Leeds researchers have contributed to a report concluding that action to improve the nation’s resilience to climate change is failing to keep pace with the impacts of a warming planet.
Led by the Climate Change Committee (CCC), the comprehensive independent assessment involving 130 organisations and over 450 contributors considered a catalogue of risks and opportunities affecting every aspect of life in the UK.
Andy Challinor, Professor of Climate Impacts in the School of Earth and Environment, and Tim Benton, Professor of Population Ecology in the School of Biology, led a team of experts focused on the international dimensions of climate risk.
Key findings of their technical report contribution highlight that the world is more vulnerable to the transmission and amplification of risk than it was.
Professor Challinor said: “COVID has demonstrated starkly how interconnected the globe is. Evidence from this report shows how that interconnectedness makes us vulnerable not just to climate change in the UK, but to changes all over the globe.
“Climate can trigger and amplify a whole host of risks, from food and health to governance and conflict. Like COVID, you can’t see it, but its effects are clear.”
The UK is experiencing widespread changes in the climate; average land temperature has risen by around 1.2°C from pre-industrial levels, UK sea levels have risen by 16cm since 1900 and episodes of extreme heat are becoming more frequent.
Since the CCC’s last assessment 5 years ago, over 570,000 new homes have been built that are not resilient to future high temperatures and since 2018 over 4,000 heat-related deaths have been recorded in England.
People, nature, and infrastructure are already vulnerable to a range of climate impacts today and these will only increase in the coming years as the climate continues to change. The longer action to address these risks is delayed, the higher the costs the Government and the UK public will face.
We don’t just need net zero – we need a resilient net-zero.
UK-wide, nearly 60% of the risks and opportunities assessed in the 1500-page report have been given the highest urgency score. The CCC identifies eight priority risk areas which need immediate attention, at the latest in the next two years. This includes risks to:
- Viability and diversity of terrestrial and freshwater habitats and species from multiple hazards
- Soil health from increased flooding and drought
- Natural carbon stores and sequestration from multiple hazards, leading to increased emissions
- Crops, livestock and commercial trees from multiple climate hazards
- Supply of food, goods and vital services due to climate-related collapse of supply chains and distribution networks
- People and the economy from climate-related failure of the power system
- Human health, wellbeing and productivity from increased exposure to heat in homes and other buildings
- Multiple risks to the UK from climate change impacts overseas
There are strong benefits from taking effective adaptation action. The assessment identifies a range of steps that will have benefits in the next five years if implemented on a wide scale, such as building design and retrofit, habitat creation and improved access to information on climate impacts.
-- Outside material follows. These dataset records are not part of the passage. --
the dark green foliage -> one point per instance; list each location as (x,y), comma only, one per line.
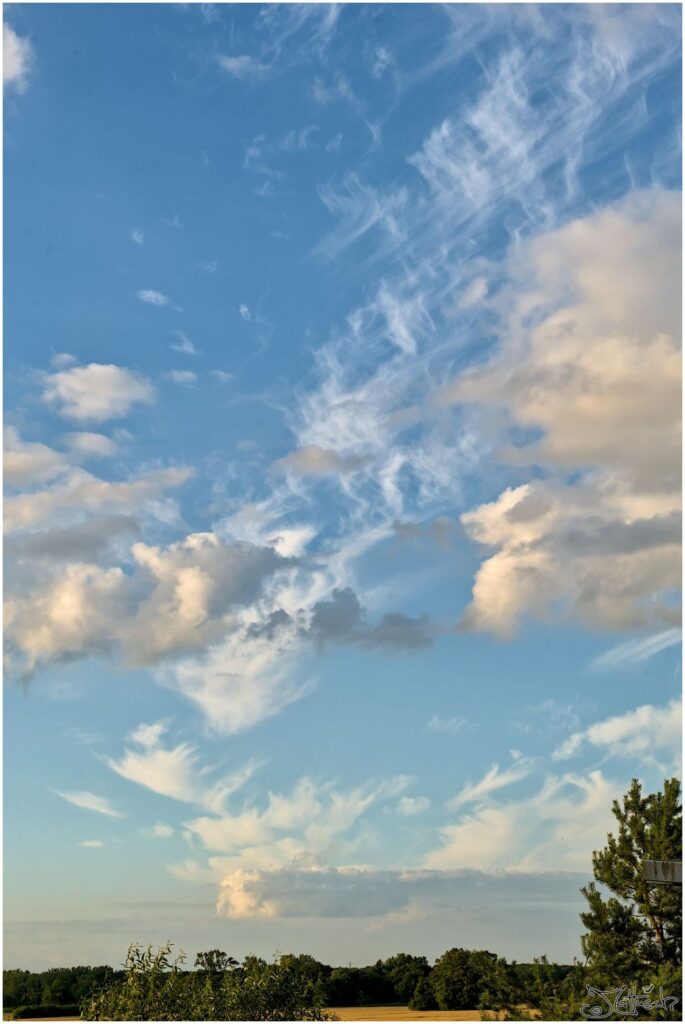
(215,962)
(423,996)
(639,927)
(156,987)
(28,1013)
(404,972)
(58,986)
(461,976)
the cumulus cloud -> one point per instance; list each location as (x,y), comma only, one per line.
(297,828)
(81,493)
(185,377)
(394,895)
(17,58)
(598,378)
(177,599)
(97,392)
(158,830)
(153,298)
(27,463)
(89,802)
(90,444)
(647,733)
(410,806)
(243,67)
(341,619)
(83,542)
(183,344)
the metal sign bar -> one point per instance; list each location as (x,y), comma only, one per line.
(662,872)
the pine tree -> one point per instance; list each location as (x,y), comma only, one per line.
(637,930)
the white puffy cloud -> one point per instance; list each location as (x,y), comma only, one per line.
(185,377)
(74,614)
(153,298)
(297,828)
(158,830)
(243,67)
(648,733)
(597,376)
(177,599)
(81,493)
(396,896)
(96,392)
(27,463)
(409,806)
(91,444)
(89,802)
(17,58)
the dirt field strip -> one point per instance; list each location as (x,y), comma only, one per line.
(402,1014)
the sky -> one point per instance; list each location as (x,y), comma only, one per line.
(342,454)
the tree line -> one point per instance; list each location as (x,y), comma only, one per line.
(632,943)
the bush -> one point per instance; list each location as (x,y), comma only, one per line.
(26,1013)
(424,996)
(155,987)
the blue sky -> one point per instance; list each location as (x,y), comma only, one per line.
(342,457)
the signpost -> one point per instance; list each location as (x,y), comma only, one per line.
(662,872)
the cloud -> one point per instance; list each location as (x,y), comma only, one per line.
(451,725)
(553,829)
(646,733)
(97,392)
(83,542)
(359,208)
(91,444)
(410,806)
(72,615)
(636,651)
(598,377)
(393,895)
(27,463)
(159,830)
(89,802)
(183,344)
(315,461)
(299,827)
(17,58)
(184,377)
(80,493)
(341,620)
(154,298)
(493,780)
(178,598)
(244,68)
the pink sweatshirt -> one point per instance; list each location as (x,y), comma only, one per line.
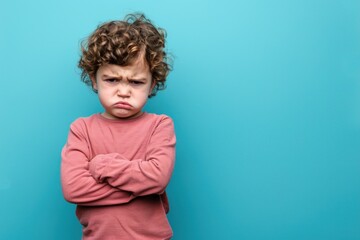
(116,171)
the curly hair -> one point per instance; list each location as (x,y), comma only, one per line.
(120,43)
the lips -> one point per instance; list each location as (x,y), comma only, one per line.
(124,105)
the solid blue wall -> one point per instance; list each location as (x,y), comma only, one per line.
(266,100)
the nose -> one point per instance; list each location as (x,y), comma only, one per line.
(123,90)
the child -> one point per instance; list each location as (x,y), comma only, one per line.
(117,164)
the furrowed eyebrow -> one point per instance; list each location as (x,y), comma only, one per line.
(110,76)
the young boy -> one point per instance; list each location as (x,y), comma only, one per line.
(117,164)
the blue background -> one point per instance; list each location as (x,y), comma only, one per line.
(265,96)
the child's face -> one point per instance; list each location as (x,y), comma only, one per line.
(123,90)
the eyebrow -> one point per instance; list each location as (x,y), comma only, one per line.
(119,77)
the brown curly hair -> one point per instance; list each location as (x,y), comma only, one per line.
(121,42)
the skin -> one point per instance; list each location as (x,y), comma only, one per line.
(123,90)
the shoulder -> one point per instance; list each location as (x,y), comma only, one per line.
(162,125)
(82,122)
(161,119)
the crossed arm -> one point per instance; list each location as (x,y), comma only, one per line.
(109,179)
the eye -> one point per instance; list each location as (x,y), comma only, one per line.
(111,80)
(136,82)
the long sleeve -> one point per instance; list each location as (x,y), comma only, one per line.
(78,185)
(145,176)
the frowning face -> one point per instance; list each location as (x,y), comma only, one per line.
(123,90)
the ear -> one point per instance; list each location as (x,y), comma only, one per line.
(94,83)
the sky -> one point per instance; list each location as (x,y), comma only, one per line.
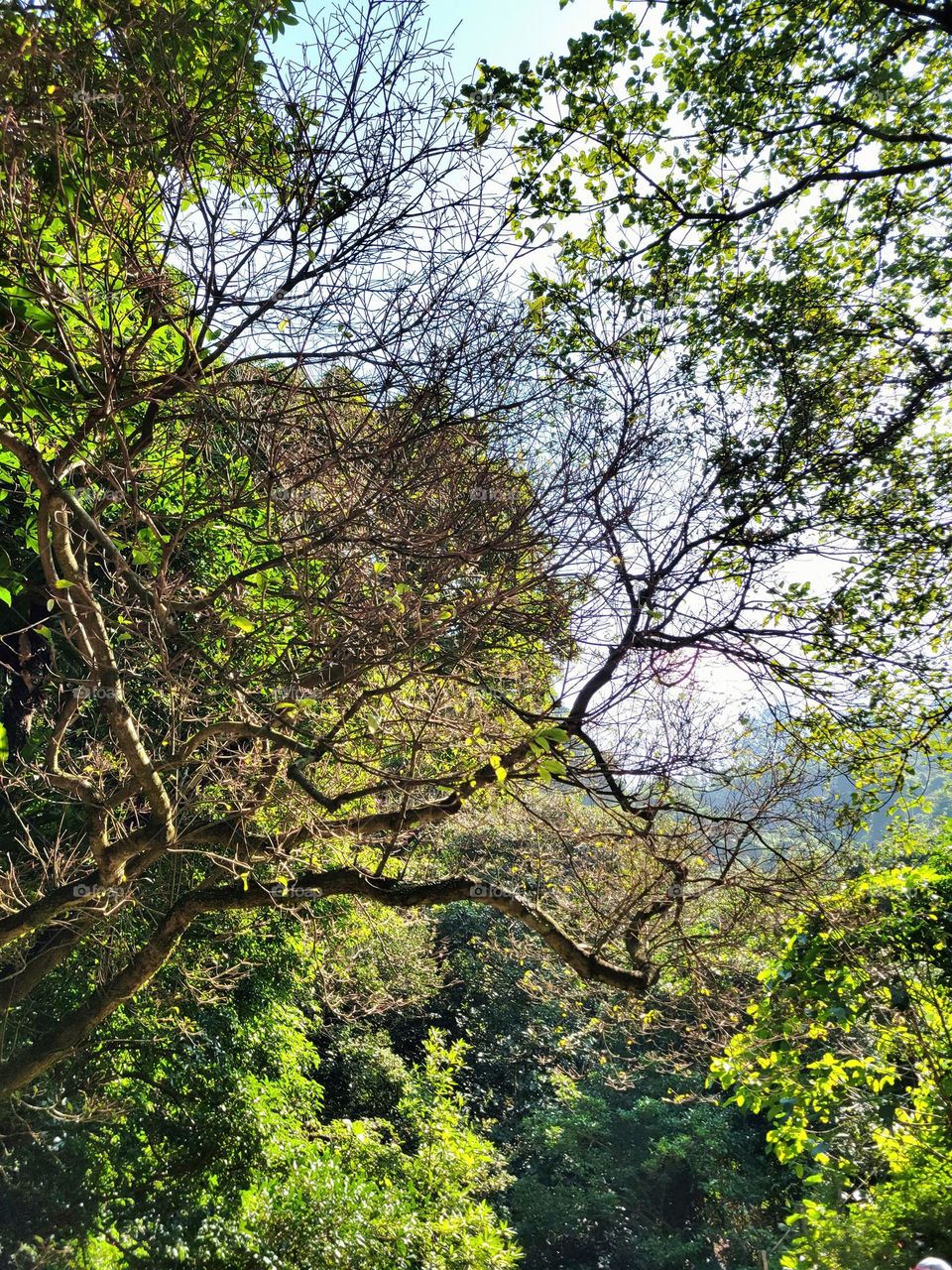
(504,32)
(508,31)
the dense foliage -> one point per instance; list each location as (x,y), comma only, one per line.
(447,685)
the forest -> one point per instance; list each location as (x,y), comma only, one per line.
(475,619)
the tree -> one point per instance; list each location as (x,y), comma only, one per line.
(767,190)
(847,1053)
(304,520)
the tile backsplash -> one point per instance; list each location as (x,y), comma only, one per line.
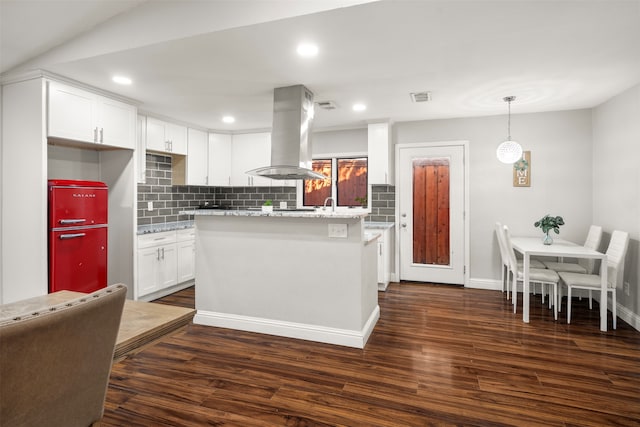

Professor Piers Forster, Director of the Priestley Centre and member of the Climate Change Committee, said: “We don’t just need net zero – we need a resilient net-zero. Climate change is already affecting lives in the UK.
“As we build back better the government needs to be putting just as much effort into building resilience as it does into delivering bold emission reductions. We need infrastructure and natural systems that can survive the climate shocks of tomorrow.”
The CCC has asserted that leadership from the UK Government and Governments in Wales, Scotland and Northern Ireland must result in increasing efforts to adapt to climate change to ensure that societal, economic, and environmental goals remain achievable in the face of climate change.
Baroness Brown, Chair of the Adaptation Committee said: “The severity of the risks we face must not be underestimated. These risks will not disappear as the world moves to Net Zero; many of them are already locked in.
“By better understanding and preparing for the coming changes, the UK can prosper, protecting its people, its economy, and its natural environment. A detailed, effective action plan that prepares the UK for climate change is now essential and needed urgently.”
The Independent Assessment of UK Climate Risk (for the third Climate Change Risk Assessment – CCRA3) is a comprehensive review of the risks and opportunities facing the UK from climate change. The project, involving 130 organisations and over 450 contributors, was led by the Climate Change Committee (CCC). It resulted in an independent report setting out the Committee’s advice to Government informed by a 1500-page technical report collating the latest evidence across a range of key sectors, among many other outputs. Researchers from the University of Leeds contributed to the technical report, providing expertise and advice on Chapter 7: International Dimensions and as part of the peer review panel.